Europa chiude contrastata. Salgono i rendimenti dei bond (Il Sole 24 Ore Radiocor Plus) - Milano, 26 set - Chiusura contrastata per le Borse europee, influenzate dall'andamento volatile di Wall Street. Desta preoccupazione il rialzo dei rendimenti dei titoli di Stato di tutta Europa, che a loro volta risentono dello scenario macro incerto all'orizzonte.

Del resto anche la numero uno della Bce, Christine Lagarde, ha dichiarato che il 2023 'sara' sicuramente un anno difficile'. Milano (+0,67%) e' stata la migliore, nonostante il rendimento dei Btp decennali si sia spinto al 4,5% e lo spread abbia chiuso a 242 punti. Ad ogni modo la schiacciante vittoria del centro-destra non ha provocato terremoti a Piazza Affari, visto che gli investitori ritengono che Fratelli d'Italia, primo partito della coalizione, garantira' sia l'adesione alla Nato, sia una prudente politica di bilancio. E' rimasta sotto la lente anche Londra, sul timore che il debito pubblico diventi insostenibile considerando la politica fiscale annunciata dalla premier, Liz Truss.

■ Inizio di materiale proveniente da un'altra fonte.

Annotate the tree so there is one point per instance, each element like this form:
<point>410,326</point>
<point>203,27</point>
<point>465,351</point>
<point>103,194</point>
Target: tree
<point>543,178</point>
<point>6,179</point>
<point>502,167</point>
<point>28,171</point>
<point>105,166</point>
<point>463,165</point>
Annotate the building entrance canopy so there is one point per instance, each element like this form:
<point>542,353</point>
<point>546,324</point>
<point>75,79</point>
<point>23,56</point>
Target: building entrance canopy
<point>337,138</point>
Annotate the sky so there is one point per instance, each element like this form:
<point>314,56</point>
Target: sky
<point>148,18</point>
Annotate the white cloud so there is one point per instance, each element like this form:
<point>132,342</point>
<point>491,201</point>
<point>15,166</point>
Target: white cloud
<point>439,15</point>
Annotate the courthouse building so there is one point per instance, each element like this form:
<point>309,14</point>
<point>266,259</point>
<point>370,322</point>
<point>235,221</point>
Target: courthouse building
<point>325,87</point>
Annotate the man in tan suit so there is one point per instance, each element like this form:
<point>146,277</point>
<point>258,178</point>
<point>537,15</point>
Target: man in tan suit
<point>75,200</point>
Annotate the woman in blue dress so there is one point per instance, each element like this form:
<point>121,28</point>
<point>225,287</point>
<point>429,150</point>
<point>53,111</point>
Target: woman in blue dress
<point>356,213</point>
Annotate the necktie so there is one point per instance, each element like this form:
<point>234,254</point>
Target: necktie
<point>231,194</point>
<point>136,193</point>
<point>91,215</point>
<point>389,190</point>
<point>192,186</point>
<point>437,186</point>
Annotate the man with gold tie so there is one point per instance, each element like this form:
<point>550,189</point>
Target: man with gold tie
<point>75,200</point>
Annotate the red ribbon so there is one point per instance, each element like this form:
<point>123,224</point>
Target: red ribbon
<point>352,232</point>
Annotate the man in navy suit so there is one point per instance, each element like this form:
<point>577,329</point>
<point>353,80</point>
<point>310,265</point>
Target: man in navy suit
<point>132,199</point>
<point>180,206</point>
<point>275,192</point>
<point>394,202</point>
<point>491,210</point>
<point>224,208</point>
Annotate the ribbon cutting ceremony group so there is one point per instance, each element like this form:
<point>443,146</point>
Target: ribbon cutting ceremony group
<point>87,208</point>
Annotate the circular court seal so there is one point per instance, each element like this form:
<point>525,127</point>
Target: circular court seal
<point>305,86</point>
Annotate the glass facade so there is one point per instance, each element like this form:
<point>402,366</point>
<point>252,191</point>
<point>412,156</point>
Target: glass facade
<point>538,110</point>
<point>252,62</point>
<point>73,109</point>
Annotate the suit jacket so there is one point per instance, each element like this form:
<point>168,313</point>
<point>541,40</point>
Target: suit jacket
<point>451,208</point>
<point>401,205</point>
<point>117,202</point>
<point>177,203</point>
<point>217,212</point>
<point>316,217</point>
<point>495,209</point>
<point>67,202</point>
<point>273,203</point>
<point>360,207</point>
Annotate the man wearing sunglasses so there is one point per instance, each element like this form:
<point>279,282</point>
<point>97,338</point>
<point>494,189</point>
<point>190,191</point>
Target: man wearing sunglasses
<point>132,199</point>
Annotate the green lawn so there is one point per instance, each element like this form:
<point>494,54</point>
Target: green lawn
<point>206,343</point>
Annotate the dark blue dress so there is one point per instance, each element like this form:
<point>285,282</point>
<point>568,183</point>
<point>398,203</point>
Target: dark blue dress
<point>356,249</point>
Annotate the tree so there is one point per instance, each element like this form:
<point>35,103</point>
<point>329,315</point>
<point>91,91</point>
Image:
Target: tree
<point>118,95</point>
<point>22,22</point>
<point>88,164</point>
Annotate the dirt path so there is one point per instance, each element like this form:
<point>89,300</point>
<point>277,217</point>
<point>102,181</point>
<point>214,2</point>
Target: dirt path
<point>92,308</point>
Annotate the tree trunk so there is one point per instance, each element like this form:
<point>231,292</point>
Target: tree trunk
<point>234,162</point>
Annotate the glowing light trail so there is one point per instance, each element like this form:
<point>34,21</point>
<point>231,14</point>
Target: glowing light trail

Si sono distinte le azioni del risparmio gestito, con Fineco in progresso del 3,55%. Moncler ha messo a segno un +3,46%, dopo che il presidente e ad, Remo Ruffini, ha dichiarato di essere ottimista per i mesi venturi, a dispetto dell'incertezza geopolitica. Sono state ben acquistate anche le Telecom Italia (+2,6%), sull'ipotesi che il nuovo governo, a traino di Giorgia Meloni, dara' un'accelerazione al riassetto dell'azienda. In piu', secondo indiscrezioni, l'ad, Pietro Labriola, starebbe lavorando alla vendita di Tim Brasil. Tra le societa' a maggiore capitalizzazione, hanno fatto male le Enel (-2%).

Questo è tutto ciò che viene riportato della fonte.